Stojka demurred and scratched his head, but he took up the reins and lashed the horses; after all, it was only a few versts, and one need not look much at the passengers. He walked by the side of the sledge and Grochowski and a man who was to make closer acquaintance with the police-court, for spoiling his neighbour's bucket, went with him.
It so happened that, just as the Wojt was dispatching the bodies to the police-court, the police officer was sending 'Silly Zoska' back to her native village. A few months after leaving her child in Maciek's care she had been arrested; the reason was unknown to her. As a matter of fact she had been accused of begging, vagrancy, and attempted arson. After the discovery of each new crime, they had taken her from police-station to prison, from prison to infirmary, from infirmary to another prison, and so on for a whole year.
During her peregrinations Zoska had behaved with complete indifference; when she was taken to a new place she would worry at first whether she would find work. After that she became apathetic and slept the greater part of the time, on her plank bed, or waiting in corridors and prison-yards. It was all the same to her. At times she began to long for freedom and her child, and then she fell into accesses of fury. Now they were sending her back under escort of two peasants; one carried the papers relating to her case, and the other had come to keep him company. She had a boot on one foot and a sandal on the other, a sukmana in holes, and a handkerchief like a sieve on her head.

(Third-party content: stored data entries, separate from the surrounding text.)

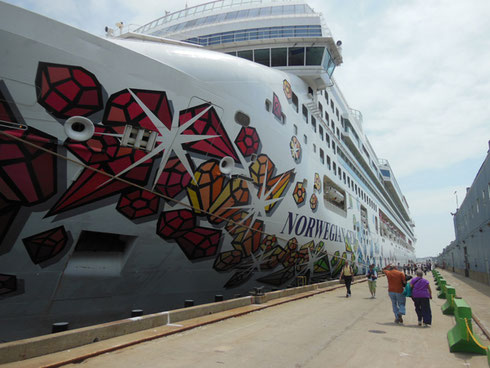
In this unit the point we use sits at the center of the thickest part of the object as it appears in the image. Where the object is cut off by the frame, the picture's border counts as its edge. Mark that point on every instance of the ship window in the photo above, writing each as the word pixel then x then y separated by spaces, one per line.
pixel 246 54
pixel 93 241
pixel 296 56
pixel 262 56
pixel 242 118
pixel 288 9
pixel 299 9
pixel 231 15
pixel 279 56
pixel 276 10
pixel 314 55
pixel 253 12
pixel 305 114
pixel 295 101
pixel 268 104
pixel 334 196
pixel 265 11
pixel 242 14
pixel 313 123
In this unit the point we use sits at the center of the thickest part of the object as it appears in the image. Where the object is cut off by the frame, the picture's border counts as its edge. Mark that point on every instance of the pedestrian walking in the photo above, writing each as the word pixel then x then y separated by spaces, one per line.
pixel 372 275
pixel 421 295
pixel 347 274
pixel 396 283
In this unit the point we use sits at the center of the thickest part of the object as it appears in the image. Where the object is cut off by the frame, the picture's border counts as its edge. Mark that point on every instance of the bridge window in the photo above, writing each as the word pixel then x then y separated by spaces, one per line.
pixel 246 54
pixel 262 56
pixel 296 56
pixel 279 56
pixel 314 55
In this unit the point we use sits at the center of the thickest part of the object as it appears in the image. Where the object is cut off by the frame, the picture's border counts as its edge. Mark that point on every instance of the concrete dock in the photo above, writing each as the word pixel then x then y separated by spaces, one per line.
pixel 313 329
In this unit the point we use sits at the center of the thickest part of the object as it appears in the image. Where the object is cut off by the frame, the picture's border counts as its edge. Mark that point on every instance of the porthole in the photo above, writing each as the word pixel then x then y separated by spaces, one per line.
pixel 242 118
pixel 268 105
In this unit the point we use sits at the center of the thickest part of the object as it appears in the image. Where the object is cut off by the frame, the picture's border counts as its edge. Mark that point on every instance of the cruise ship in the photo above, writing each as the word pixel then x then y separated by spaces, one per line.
pixel 207 152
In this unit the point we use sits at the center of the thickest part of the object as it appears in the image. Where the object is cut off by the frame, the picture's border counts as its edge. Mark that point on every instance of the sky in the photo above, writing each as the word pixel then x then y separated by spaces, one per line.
pixel 418 70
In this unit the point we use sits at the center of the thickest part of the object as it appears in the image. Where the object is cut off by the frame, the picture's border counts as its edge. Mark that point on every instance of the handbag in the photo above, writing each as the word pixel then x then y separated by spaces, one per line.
pixel 407 291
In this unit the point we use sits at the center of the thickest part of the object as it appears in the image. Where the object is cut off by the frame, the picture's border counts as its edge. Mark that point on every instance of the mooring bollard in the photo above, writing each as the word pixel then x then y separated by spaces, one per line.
pixel 136 312
pixel 59 327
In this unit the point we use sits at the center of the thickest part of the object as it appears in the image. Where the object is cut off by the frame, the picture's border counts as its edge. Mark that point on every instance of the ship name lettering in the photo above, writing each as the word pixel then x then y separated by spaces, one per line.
pixel 313 228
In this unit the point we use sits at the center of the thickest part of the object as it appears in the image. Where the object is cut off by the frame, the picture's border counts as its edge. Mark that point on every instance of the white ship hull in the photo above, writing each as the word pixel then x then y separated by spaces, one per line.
pixel 177 226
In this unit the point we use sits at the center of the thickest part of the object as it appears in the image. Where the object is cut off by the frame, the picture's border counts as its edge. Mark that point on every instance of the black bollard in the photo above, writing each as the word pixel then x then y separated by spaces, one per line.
pixel 59 327
pixel 136 312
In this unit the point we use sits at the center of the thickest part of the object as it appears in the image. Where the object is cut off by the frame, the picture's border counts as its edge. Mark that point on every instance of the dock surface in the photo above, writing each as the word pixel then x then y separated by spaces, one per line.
pixel 323 330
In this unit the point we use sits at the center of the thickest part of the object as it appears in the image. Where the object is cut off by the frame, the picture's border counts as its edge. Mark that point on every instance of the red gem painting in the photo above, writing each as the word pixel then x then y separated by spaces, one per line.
pixel 247 141
pixel 137 204
pixel 27 174
pixel 208 124
pixel 121 108
pixel 46 245
pixel 67 90
pixel 173 224
pixel 174 178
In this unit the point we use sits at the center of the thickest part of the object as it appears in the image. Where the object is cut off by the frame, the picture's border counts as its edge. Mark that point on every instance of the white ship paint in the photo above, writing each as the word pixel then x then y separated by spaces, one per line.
pixel 88 226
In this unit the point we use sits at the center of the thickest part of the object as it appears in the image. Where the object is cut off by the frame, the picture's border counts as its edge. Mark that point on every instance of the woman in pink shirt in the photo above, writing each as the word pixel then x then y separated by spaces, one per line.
pixel 421 295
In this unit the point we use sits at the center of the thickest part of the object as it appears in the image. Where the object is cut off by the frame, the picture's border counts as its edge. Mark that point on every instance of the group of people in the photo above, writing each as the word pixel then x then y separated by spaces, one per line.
pixel 400 286
pixel 411 268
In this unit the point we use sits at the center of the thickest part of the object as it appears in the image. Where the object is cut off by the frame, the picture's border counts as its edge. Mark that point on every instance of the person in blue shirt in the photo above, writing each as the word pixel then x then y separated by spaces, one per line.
pixel 372 275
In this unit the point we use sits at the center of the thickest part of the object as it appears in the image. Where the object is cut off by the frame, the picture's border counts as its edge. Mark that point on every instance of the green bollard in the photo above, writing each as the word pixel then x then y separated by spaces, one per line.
pixel 440 283
pixel 448 306
pixel 442 293
pixel 460 337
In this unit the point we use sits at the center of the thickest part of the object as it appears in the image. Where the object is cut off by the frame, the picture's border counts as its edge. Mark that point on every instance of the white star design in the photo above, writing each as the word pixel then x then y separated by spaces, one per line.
pixel 168 141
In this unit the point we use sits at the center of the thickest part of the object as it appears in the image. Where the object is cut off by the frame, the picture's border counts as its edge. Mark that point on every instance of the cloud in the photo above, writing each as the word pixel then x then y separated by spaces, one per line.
pixel 433 219
pixel 421 77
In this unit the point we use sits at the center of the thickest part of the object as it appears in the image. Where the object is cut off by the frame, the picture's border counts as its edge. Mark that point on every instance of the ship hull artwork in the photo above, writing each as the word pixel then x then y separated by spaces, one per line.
pixel 138 176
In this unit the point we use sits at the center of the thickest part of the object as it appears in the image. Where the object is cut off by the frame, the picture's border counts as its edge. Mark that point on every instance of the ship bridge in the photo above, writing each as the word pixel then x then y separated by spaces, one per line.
pixel 288 35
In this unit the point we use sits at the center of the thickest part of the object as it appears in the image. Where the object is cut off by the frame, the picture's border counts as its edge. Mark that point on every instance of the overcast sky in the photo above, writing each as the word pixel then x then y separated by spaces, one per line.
pixel 418 70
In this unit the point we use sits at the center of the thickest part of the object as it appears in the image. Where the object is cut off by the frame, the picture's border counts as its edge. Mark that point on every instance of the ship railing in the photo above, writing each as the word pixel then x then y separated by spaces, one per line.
pixel 208 7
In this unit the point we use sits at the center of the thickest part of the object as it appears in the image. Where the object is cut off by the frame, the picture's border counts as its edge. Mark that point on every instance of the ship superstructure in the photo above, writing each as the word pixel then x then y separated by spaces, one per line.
pixel 206 153
pixel 291 36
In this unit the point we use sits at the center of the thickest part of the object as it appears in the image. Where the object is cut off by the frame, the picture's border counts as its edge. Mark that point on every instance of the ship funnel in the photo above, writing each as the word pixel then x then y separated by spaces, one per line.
pixel 79 128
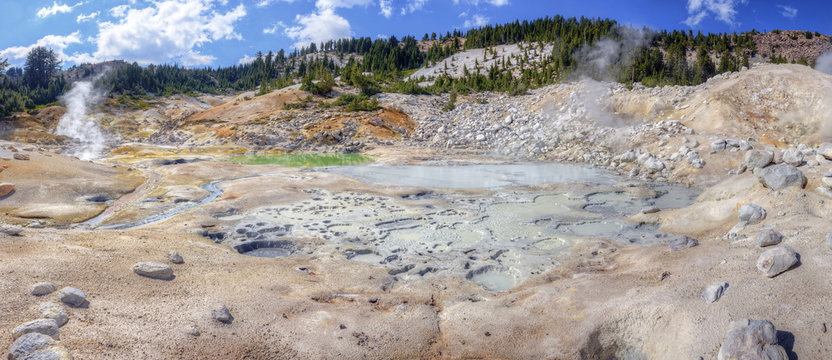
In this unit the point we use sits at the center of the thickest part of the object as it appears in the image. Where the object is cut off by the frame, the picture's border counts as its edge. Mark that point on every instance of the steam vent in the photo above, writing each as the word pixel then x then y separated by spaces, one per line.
pixel 415 180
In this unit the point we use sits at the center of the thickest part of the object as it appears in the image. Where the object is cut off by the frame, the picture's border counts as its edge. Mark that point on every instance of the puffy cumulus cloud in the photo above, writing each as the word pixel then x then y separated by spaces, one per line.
pixel 55 9
pixel 84 18
pixel 264 3
pixel 58 43
pixel 385 8
pixel 333 4
pixel 321 26
pixel 169 30
pixel 723 10
pixel 485 2
pixel 413 6
pixel 787 11
pixel 475 21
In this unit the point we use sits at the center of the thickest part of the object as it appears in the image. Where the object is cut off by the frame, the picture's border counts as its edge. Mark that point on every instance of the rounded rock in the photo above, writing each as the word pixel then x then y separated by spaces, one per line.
pixel 50 310
pixel 222 314
pixel 751 339
pixel 153 270
pixel 751 214
pixel 781 176
pixel 174 257
pixel 775 261
pixel 46 327
pixel 769 238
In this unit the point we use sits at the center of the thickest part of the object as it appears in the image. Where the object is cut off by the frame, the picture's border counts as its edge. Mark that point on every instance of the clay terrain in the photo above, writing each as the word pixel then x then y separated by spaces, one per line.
pixel 584 220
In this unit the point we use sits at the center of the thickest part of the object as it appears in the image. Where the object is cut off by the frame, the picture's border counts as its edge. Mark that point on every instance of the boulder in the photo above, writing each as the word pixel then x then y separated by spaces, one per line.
pixel 35 346
pixel 6 189
pixel 751 339
pixel 751 214
pixel 758 159
pixel 714 291
pixel 769 238
pixel 777 260
pixel 153 270
pixel 653 164
pixel 649 210
pixel 46 327
pixel 682 242
pixel 793 157
pixel 50 310
pixel 222 314
pixel 73 296
pixel 825 150
pixel 174 257
pixel 10 230
pixel 781 176
pixel 43 288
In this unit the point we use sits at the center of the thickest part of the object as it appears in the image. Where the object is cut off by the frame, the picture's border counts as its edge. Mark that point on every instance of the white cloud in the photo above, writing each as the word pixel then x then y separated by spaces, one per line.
pixel 333 4
pixel 318 27
pixel 723 10
pixel 119 11
pixel 56 8
pixel 475 21
pixel 17 54
pixel 264 3
pixel 497 3
pixel 787 11
pixel 166 30
pixel 413 6
pixel 273 29
pixel 385 8
pixel 84 18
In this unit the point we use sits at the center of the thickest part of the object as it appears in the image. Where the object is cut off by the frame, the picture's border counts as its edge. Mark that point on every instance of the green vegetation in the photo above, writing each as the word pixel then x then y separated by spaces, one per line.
pixel 303 160
pixel 359 102
pixel 383 64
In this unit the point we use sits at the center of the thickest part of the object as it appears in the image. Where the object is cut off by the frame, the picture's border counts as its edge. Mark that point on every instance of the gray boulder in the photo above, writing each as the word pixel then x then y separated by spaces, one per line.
pixel 50 310
pixel 43 288
pixel 222 314
pixel 825 150
pixel 153 270
pixel 682 243
pixel 751 340
pixel 35 346
pixel 751 214
pixel 174 257
pixel 781 176
pixel 758 159
pixel 73 296
pixel 777 260
pixel 793 157
pixel 46 327
pixel 769 238
pixel 714 291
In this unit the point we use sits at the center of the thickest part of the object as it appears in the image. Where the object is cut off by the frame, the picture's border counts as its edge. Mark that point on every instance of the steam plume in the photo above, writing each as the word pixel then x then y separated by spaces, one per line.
pixel 77 124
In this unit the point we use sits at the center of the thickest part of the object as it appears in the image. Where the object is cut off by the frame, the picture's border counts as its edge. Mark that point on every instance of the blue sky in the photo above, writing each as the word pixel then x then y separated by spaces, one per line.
pixel 226 32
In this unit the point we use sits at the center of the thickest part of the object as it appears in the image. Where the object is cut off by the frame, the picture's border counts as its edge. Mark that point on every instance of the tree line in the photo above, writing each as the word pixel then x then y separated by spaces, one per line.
pixel 664 58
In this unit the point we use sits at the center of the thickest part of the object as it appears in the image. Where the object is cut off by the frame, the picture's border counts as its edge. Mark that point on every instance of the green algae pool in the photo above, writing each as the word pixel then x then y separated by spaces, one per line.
pixel 302 160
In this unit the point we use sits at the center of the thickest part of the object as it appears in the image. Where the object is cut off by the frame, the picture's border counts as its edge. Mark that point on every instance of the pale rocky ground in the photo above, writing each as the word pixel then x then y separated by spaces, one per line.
pixel 602 301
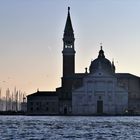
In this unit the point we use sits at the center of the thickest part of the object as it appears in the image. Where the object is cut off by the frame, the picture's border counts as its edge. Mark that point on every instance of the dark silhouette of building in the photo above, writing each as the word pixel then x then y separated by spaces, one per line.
pixel 77 89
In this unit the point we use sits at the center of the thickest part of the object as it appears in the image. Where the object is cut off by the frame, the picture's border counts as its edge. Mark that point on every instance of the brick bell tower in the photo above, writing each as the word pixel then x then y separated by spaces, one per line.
pixel 68 53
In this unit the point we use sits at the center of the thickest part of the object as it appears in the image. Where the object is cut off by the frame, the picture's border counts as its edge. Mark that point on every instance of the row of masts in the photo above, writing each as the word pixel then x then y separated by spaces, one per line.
pixel 12 100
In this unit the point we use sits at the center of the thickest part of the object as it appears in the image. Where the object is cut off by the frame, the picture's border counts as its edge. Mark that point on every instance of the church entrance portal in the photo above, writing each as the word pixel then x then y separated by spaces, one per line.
pixel 65 111
pixel 100 107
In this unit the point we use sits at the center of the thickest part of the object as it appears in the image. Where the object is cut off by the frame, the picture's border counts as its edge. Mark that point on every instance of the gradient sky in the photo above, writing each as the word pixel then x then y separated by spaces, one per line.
pixel 31 34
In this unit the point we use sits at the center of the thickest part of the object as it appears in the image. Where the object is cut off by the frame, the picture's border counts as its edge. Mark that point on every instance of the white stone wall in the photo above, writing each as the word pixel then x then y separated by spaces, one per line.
pixel 95 88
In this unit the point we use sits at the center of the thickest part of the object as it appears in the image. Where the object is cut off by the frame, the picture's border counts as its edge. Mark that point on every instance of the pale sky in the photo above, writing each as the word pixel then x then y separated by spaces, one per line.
pixel 31 34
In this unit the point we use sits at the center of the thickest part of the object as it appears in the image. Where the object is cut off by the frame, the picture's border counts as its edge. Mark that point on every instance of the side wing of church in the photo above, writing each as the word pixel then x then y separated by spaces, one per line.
pixel 99 91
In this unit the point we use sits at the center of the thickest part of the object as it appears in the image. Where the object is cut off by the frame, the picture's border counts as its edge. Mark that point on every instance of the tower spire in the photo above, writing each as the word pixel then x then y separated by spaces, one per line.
pixel 68 26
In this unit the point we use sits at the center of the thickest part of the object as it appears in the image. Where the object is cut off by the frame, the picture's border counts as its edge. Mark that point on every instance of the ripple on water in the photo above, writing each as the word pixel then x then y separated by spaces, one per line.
pixel 69 128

She walked quickly in front of the men, as if she were in a hurry to get back, yet neither the familiar neighbourhood nor the hard frost seemed to make any impression on her. When the men called out: 'Heh! not so fast!' she stood as still as a post, and waited till they told her to go on.
'She's quite daft!' said one.
'She's always been like that,' said the other, who had known her a long time, 'yet she's not bad at rough work.'
A few versts from the village, where the chimneys peeped out from beyond the snowy hills, they came upon the little cortège. The attendants, noticing something unusual in the look of it, stopped and talked to the Soltys.
'Look, Zoska,' said the latter to the woman who was standing by indifferently, 'that is your little girl.'
She approached without seeming to understand; slowly, however, her face acquired a human expression.